At 4.5 °C, metabolic activity of starved cells was reduced to very low levels (Fig. 3b). Reduction in the rate of energy-requiring processes at 4.5 °C is likely to contribute to the extended duration of survival compared to 37 °C. The finding that both σE and σS were important for viability in environments of differing osmotic strength, including at refrigeration temperature, suggests that there may be interaction between the σE and σS regulons, as has been shown for the response to oxidative stress in S. Typhimurium (Testerman et al., 2002; Bang et al., 2005). However, the fact that in all environments we examined the rpoE/rpoS double mutant grew or survived less well than the single rpoE or rpoS mutants indicates that the regulons do not completely overlap. Also, the importance of σE and σS to S. Typhimurium varies according to the environment.

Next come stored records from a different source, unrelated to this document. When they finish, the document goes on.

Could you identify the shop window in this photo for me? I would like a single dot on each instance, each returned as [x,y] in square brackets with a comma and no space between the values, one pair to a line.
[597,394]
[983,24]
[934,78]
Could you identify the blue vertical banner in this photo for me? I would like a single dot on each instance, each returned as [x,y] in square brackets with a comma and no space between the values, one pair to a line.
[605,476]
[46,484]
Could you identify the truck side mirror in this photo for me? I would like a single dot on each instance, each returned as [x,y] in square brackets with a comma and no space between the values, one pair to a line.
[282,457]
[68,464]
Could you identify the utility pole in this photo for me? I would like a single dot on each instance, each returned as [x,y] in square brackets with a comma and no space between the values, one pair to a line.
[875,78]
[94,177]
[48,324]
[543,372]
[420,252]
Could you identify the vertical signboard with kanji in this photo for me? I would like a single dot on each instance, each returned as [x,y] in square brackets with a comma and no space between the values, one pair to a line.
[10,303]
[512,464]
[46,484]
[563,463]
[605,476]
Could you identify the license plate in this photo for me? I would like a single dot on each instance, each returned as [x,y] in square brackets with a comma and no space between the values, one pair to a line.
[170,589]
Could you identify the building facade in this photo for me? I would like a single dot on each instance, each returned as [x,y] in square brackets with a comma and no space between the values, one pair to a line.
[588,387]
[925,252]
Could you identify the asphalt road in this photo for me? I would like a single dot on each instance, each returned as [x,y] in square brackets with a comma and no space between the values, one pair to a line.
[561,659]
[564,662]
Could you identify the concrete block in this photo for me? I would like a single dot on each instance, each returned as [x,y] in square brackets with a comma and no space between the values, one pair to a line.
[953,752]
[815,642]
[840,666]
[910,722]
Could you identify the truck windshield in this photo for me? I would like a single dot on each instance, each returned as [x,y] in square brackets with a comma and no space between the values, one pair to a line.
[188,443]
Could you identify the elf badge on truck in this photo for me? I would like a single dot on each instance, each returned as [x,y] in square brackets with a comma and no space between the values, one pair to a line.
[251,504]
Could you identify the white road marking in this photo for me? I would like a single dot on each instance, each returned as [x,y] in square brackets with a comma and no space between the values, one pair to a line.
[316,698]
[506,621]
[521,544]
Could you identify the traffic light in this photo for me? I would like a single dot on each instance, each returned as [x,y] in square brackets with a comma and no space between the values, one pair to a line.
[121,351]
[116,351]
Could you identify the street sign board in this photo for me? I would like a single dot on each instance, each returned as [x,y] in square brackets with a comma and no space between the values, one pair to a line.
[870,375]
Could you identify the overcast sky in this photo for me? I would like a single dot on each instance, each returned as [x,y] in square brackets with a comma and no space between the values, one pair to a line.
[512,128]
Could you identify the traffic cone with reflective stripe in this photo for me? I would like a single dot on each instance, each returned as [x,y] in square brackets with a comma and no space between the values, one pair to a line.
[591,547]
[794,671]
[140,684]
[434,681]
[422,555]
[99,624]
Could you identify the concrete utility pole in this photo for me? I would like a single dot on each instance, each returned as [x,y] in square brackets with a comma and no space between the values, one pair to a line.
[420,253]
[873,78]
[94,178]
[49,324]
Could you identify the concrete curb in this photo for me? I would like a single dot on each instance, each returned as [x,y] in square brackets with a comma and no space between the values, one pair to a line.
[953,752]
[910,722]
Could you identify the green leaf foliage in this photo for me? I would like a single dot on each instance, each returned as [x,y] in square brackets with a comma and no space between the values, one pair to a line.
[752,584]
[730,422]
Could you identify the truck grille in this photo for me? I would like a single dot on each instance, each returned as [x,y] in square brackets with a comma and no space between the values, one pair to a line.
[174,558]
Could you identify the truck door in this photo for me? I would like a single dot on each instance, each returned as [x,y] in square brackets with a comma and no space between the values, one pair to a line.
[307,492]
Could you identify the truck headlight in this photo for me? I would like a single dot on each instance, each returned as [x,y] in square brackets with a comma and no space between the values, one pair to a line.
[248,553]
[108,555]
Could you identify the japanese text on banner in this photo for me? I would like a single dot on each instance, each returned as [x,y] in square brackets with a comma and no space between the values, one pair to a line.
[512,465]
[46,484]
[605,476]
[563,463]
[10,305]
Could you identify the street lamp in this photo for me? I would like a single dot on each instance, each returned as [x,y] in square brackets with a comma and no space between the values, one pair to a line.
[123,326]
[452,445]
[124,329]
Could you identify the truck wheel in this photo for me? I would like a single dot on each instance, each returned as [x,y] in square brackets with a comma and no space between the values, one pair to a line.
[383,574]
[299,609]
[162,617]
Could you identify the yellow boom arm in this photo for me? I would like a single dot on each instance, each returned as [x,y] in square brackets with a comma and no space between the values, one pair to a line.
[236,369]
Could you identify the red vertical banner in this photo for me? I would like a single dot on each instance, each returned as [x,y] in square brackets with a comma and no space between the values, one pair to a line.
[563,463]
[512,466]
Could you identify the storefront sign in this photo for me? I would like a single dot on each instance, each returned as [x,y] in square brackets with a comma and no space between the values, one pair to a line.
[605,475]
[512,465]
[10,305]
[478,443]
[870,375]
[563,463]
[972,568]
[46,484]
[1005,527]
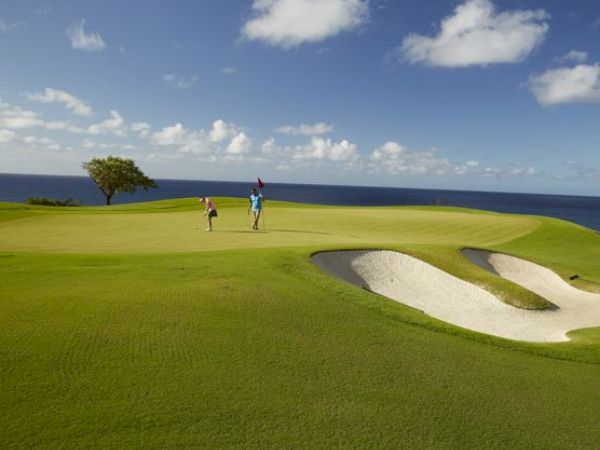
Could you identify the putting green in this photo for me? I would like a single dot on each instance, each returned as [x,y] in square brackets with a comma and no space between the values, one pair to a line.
[178,226]
[130,326]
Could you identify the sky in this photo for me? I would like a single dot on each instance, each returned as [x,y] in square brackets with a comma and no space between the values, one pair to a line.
[500,95]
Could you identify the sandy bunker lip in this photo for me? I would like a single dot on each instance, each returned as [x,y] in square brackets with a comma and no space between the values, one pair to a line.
[415,283]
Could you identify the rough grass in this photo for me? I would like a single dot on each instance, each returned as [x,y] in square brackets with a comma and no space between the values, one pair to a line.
[237,340]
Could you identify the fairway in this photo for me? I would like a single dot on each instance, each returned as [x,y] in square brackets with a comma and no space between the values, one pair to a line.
[130,326]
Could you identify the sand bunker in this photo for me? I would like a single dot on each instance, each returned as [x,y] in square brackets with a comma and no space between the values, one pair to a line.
[415,283]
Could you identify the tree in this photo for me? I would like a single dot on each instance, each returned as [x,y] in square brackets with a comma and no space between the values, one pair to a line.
[114,174]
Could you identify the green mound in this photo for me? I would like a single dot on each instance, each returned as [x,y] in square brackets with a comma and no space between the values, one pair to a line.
[129,326]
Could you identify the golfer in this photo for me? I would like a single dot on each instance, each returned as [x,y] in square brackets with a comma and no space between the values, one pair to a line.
[256,200]
[210,211]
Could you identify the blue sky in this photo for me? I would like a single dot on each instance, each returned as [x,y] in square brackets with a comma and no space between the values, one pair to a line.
[469,94]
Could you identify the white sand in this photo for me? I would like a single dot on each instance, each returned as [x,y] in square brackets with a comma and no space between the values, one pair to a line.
[415,283]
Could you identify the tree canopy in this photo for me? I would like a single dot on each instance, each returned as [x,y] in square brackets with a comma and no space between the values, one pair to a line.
[114,174]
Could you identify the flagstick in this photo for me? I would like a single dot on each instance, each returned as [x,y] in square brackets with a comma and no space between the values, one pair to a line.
[262,212]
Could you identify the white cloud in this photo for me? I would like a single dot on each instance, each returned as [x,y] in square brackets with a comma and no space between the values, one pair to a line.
[15,118]
[575,56]
[180,81]
[239,144]
[579,84]
[328,150]
[142,128]
[71,102]
[289,23]
[80,40]
[186,141]
[476,34]
[112,125]
[393,158]
[172,135]
[306,130]
[221,130]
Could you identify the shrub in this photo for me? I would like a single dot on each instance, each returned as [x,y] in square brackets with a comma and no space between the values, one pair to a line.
[52,201]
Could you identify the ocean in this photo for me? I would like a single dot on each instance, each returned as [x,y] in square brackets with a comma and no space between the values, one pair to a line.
[582,210]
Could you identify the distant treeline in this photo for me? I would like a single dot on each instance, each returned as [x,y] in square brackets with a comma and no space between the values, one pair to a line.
[46,201]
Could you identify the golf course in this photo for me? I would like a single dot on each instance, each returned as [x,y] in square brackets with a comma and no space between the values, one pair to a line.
[129,326]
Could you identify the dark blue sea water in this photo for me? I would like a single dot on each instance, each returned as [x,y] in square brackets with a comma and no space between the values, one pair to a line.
[582,210]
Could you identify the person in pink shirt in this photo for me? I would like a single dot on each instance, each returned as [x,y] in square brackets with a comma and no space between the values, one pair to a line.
[210,211]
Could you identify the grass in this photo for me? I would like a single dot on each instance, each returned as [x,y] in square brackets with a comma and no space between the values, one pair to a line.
[128,326]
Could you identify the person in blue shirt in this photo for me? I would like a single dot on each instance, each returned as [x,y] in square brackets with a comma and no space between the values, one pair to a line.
[256,201]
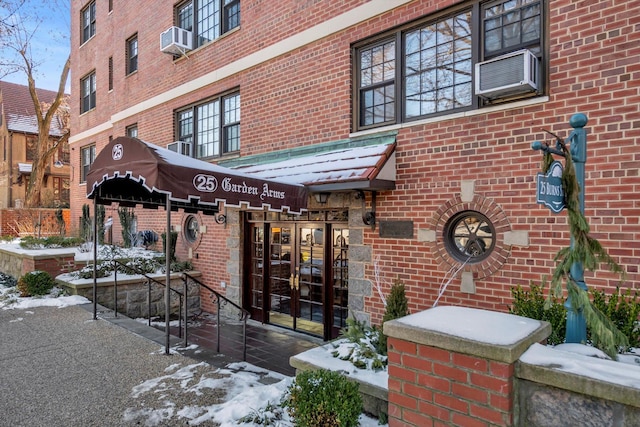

In saline at 37 °C, the contribution of σE was significantly greater over 7 days' starvation than that of σS (Fig. 2b). The importance of rpoE for survival at 4.5 °C suggests that, in S. Typhimurium, at least, some genes involved in prolonging survival at refrigeration temperatures are σE-regulated (Miticka et al., 2003; Rezuchova et al., 2003). Recently a large number of genes have been shown, or are suspected, to be σE-regulated in S. Typhimurium and E. coli. These include genes encoding proteins concerned with envelope homeostasis such as periplasmic proteases and folding factors but also many genes of unknown function that are predicted to encode inner- and outer-membrane proteins and genes that function in the cytoplasm (Rezuchova et al., 2003; Bang et al., 2005; Kabir et al., 2005; Rhodius et al., 2006; Skovierova et al., 2006). These genes can be targeted to determine which are important for coping with the stresses reported in this study. Interestingly, at least one of the genes identified, lpxP (dgg), which encodes a palmitoleoyl transferase that modifies lipid A, is known to be induced by cold-shock and therefore may be important for survival of S. Typhimurium at refrigeration temperatures during starvation (Skovierova et al., 2006).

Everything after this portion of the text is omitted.